题型:阅读理解 题类:常考题 难易度:普通
山西省2020-2021学年高二下学期3月联合考试英语试题
My twin sister is in therapy (治疗). The other day, she missed an important appointment for no good reason. My therapist said it was "time blindness".
I'm living in New York, 3,000 miles away from my twin. We video chat every day, but I haven't seen her in person since Christmas.
Time blindness is a term invented by doctors who treat people with ADHD (注意缺陷多动障碍). Psychologist Ari Tuckman says adults typically develop an awareness of time and an ability to track its passing. Some people have what he calls "harder" or "sharper" time awareness: they know when they've been out for lunch for too long, or when something hasn't been in the oven for long enough. The others have much "softer" time awareness: they can miss appointments and trains. Time blindness can greatly impact someone's life if they can't ever meet deadlines. People with ADHD are often more time-blind than others.

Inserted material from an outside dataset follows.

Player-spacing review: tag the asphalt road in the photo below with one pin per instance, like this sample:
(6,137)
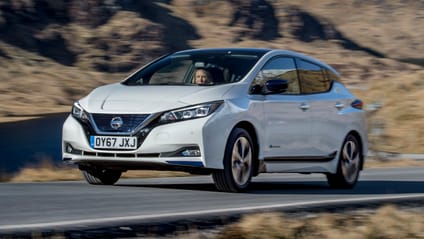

Besides our own time awareness, Tuckman says, context plays a role: sleep loss, anxiety, being drunk and anything that might impact how we process the world can make us feel more time-blind. Without the usual time-marker cues we might use to divide up our days — the school bus arriving, the line at the coffee shop, or weekend nights spent at restaurants with friends — we're swimming in a sea of sameness.
Sorrow is one of the biggest causes of time blindness, according to Tuckman. Holding onto time is a skill of your mind, like doing math, and sadness reduces its computing strength. It's why time goes faster when I talk to my twin sister, when I'm not so sad.
Tuckman says it might be nice for more people to understand time blindness.